Years ago, when I worked as an immigration inspector at JFK Airport, I would sometimes encounter celebrities that would come through my line. The first one I remembered was Joan Collins. People I mentioned this too asked me if I remembered what her actual birth date was from looking at her passport, but I didn’t pay it much mind. She was very well dressed and seemed very polite and proper.
Among the other celebrities I had pass through my line were Sting, Geoffrey Rush, George Clinton, Sally Jesse Rafael and Brian Cox. I also met the Jon Spencer Blues Explosion, who were very nice. When I told Graham “Suggs” McPherson, singer of the band Madness, that I liked his music, he replied, “You have a good memory.”
But by far and away the best celebrity encounter I had at JFK Airport was the actor Geoffrey Holder.
Working at JFK Airport was actually a big drag. Things changed a lot after the September 11 attacks, so I can’t attest to what the job is like today. But the pre-September 11 era was a miserable place where inspectors often worked seven days straight and could be held for mandatory overtime with no notice given.
I was so unhappy working at JFK that I lived in a state of near permanent miserable anger. Any sign of other people’s happiness made me immediately angry and resentful.
I was coming to tend of my day at the old T.W.A. terminal, thinking that the most recent flight was done processing and I could prepare to go home. I was still in my booth when I noticed people from the airline wheeling a passenger in a wheelchair directly towards my booth. The passenger was singing.
‘What kind of horrible freak are they bringing me,’ I thought to myself—indeed, my resentment of all things happy even extended to the elderly and disabled.
The airline escort wheeled the passenger into my booth and he put his paperwork on my counter. He was a green card holder from Trinidad and once I saw his name I knew exactly who he was: Geoffrey Holder.
Geoffrey Holder spent most of his long entertainment career on stage as a dancer, actor and director. He was one of the lead actors in the first all-black production of ‘Waiting for Godot,’ a choreographer for the famed Alvin Ailey American Dance Company, a Tony-Award winning costume designer and successful painter. He was the bodyguard Punjab in the 1982 version of ‘Annie’ and may be best known for 7-Up commercials he made in the 1980s. He was characterized by his height (he was six-foot-six) and his deep, Caribbean voice.

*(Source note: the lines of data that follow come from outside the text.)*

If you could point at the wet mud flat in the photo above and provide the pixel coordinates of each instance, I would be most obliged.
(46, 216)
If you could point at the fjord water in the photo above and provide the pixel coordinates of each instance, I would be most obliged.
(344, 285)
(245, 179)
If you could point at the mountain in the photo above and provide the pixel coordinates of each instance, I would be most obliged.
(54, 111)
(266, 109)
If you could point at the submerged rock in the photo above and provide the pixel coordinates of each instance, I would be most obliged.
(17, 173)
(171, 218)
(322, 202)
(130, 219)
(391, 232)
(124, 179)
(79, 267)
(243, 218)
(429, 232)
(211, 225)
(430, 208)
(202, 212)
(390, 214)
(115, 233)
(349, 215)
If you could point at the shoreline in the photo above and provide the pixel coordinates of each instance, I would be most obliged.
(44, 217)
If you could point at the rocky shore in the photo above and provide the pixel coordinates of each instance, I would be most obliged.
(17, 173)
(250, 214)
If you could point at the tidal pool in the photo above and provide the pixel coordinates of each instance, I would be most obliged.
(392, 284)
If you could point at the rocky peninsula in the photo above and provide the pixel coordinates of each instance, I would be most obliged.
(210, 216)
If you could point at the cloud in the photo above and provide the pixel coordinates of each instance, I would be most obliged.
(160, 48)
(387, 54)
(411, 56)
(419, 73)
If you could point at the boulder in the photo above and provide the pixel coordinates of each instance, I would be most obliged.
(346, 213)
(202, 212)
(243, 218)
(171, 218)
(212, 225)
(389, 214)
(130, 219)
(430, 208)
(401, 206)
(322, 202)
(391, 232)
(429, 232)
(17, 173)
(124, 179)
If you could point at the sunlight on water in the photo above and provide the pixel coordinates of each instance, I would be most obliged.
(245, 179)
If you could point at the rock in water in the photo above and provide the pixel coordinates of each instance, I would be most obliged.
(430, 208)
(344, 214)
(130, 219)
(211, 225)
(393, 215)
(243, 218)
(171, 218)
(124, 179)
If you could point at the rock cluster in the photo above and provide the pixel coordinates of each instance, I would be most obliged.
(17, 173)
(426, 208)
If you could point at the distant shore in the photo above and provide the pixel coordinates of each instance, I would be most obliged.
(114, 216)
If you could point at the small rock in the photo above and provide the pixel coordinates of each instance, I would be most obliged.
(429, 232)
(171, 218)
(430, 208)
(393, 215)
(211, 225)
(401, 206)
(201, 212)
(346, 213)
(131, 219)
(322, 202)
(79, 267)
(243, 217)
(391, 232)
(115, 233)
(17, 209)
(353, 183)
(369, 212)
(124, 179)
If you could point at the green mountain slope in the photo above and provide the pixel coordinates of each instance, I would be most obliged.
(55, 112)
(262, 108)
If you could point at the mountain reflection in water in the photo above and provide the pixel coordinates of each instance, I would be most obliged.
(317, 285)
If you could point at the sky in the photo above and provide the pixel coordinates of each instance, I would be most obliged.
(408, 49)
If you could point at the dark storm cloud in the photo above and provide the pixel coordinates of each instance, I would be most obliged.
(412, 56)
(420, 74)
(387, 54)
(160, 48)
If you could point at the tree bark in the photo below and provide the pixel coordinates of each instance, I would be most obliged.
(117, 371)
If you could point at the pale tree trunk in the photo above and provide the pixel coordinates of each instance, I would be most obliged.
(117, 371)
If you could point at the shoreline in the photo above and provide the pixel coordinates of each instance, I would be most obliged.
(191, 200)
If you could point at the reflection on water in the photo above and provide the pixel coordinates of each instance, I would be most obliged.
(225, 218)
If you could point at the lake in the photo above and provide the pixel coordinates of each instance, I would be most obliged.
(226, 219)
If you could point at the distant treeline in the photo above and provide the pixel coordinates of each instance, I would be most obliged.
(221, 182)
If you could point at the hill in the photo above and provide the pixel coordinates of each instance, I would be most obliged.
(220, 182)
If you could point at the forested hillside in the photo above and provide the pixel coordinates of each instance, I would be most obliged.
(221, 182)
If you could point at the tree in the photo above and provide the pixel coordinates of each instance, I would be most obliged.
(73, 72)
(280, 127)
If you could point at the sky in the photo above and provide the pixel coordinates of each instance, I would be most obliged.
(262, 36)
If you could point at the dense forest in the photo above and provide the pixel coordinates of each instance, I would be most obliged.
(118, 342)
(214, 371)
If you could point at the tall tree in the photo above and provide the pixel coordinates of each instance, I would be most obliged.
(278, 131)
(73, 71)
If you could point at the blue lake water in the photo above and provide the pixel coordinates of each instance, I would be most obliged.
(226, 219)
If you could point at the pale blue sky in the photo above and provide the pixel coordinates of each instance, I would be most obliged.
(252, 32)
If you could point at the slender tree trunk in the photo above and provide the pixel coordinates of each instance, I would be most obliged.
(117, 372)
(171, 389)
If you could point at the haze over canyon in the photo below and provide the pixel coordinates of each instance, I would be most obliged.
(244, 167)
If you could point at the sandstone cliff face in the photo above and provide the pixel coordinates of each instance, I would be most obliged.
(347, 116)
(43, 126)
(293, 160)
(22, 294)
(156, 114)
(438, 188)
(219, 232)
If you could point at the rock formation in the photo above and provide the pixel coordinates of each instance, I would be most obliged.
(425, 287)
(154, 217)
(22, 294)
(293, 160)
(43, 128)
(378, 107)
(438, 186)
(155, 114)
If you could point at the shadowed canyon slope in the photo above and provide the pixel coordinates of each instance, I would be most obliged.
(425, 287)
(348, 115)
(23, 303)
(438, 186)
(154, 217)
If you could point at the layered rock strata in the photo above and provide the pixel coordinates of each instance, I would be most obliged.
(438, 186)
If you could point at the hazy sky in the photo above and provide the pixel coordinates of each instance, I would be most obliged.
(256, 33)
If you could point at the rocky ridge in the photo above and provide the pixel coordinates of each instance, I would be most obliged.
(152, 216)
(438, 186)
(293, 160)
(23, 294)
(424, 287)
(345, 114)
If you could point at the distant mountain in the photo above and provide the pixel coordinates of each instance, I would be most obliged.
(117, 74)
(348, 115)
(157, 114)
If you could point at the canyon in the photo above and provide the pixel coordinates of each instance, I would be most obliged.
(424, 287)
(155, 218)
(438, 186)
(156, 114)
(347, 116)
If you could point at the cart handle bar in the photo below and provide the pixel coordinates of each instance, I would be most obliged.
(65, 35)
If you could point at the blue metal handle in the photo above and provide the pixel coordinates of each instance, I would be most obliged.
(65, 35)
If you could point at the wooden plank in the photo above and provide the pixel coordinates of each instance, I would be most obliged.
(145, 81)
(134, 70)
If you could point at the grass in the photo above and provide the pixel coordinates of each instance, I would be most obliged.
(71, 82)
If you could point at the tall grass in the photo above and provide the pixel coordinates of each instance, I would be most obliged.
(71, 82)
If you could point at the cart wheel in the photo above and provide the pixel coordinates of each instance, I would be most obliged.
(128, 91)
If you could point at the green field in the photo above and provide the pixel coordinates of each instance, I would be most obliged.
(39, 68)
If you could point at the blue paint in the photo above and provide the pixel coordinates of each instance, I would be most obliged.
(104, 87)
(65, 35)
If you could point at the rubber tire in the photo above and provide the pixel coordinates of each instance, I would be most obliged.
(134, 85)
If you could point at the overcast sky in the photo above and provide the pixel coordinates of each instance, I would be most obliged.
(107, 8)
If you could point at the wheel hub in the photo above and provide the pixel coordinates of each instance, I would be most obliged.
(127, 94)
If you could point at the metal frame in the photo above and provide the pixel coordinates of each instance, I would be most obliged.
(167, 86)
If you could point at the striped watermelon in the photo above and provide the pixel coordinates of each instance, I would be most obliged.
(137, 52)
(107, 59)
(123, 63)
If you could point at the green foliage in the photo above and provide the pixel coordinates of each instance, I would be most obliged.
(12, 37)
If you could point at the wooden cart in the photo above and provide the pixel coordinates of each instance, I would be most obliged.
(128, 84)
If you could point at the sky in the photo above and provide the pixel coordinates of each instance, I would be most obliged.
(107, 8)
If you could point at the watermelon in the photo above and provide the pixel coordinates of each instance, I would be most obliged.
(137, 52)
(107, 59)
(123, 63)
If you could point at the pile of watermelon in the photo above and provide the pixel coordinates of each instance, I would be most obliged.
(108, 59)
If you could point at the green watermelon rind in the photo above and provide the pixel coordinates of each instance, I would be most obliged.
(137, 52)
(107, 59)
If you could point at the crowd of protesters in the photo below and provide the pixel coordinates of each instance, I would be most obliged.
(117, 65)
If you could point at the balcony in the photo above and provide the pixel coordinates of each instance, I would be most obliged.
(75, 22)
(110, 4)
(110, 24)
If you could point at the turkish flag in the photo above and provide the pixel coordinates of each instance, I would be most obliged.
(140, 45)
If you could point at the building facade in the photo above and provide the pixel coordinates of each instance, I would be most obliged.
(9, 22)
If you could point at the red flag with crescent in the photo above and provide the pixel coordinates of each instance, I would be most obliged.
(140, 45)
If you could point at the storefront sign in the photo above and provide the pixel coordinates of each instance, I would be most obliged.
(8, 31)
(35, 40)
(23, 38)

Geoffrey Holder was also one of the best James Bond villains in history, playing Baron Semedi in the 1973 Bond film ‘Live and Let Die.’ Being a Bond villain counts as movie royalty in my book.
“Are you the actor?” I asked him.
“Yes.”
“Well it’s very nice to meet you. I’ve very much enjoyed your work.”
“Thank you. And thank you for paying my rent,” he said, and then let out a big and sincere booming laugh that I couldn’t help but share with him.
Our business together was finished quickly. I stamped his documents and handed them back to him or the airline employee who was escorting him. He thanked me, said, “God bless you.” And then was on his way. It was an encounter that changed my mood and brightened my whole day, and is one of the fondest memories I have of working at the airport.
Geoffrey Holder passed away this past week from complications attributed to pneumonia. He was 84 years old. He was remembered for his many contributions to the stage and screen; Broadway theaters dimmed their lights in his memory.
New York is packed with celebrities, and the cool thing to do is pretend to not notice them and then tell all your friends about seeing them later. I had many New York celebrity sightings before and since, but Geoffrey Holder will always be my favorite and best.